Il a parlé de “Sputnik” Que tous les efforts à ce jour lui rappellent la marche, dépensent beaucoup d'énergie, et aucun mouvement réel avant. Kharchenko a également déclaré qu'il n'a jusqu'à présent rien entendu de positif de la part du nouveau Premier ministre du Kosovo, Albin Kurti, qui diffuse des nouvelles.
Selon lui, il a entendu plus de choses qui ne sont pas encourageantes et qui constituent toujours un obstacle au retour au dialogue. La chose la plus importante est l'élimination des impôts. C'est la première tâche importante. Nous avons entendu quelque chose, mais dans certaines conditions, ce n'est pas clair. Et l'aspect politique en substance, en termes de dialogue et de tous les efforts de la part de l'Occident, je ne pense pas qu'il y ait quelque chose de nouveau jusqu'ici qui puisse permettre le compromis, et la solution n'est possible que dans des conditions de compromis. C'est clair pour tous”, a-t-il déclaré.
Le délai est l'ennemi du compromis. Le compromis n'est possible qu'en cas de réouverture du dialogue, sans restrictions, avec l'aide des envoyés spéciaux désignés. Il y a un besoin d'égalité, mais surtout de pression sur Pristina. Donc j'ai aussi commencé, pour Pristina de supprimer la taxe”, a ajouté Kharchenko.
Répondant à la question de savoir si la Russie a l'intention de nommer son envoyé spécial, Kharchenko a déclaré que la position de Belgrade est importante pour Moscou, et s'il reçoit des appels de Belgrade et veut, il y aura des solutions, des émissions de nouvelles.

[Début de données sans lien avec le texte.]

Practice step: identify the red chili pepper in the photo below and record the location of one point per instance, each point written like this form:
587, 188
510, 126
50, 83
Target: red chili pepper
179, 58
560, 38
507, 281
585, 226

En tout cas, la Russie n'est pas hors de cette situation. La Russie est un membre régulier du Conseil de sécurité de l'ONU, et sans lui il n'y a pas de solution. Personne ne peut dire autre chose que des journalistes de journaux albanais qui pensent que c'est possible sans le Conseil de sécurité, a-t-il déclaré.
“La logique du droit international est simple, s'il y a une résolution, il n'est possible de créer la seconde que dans le cas du prochain règlement”, a souligné Kharchenko.
Il a dit que jusqu'à présent la Russie n'a pas envisagé la possibilité de nommer un envoyé spécial, mais estime que Moscou trouvera une solution si Belgrade invite la Russie.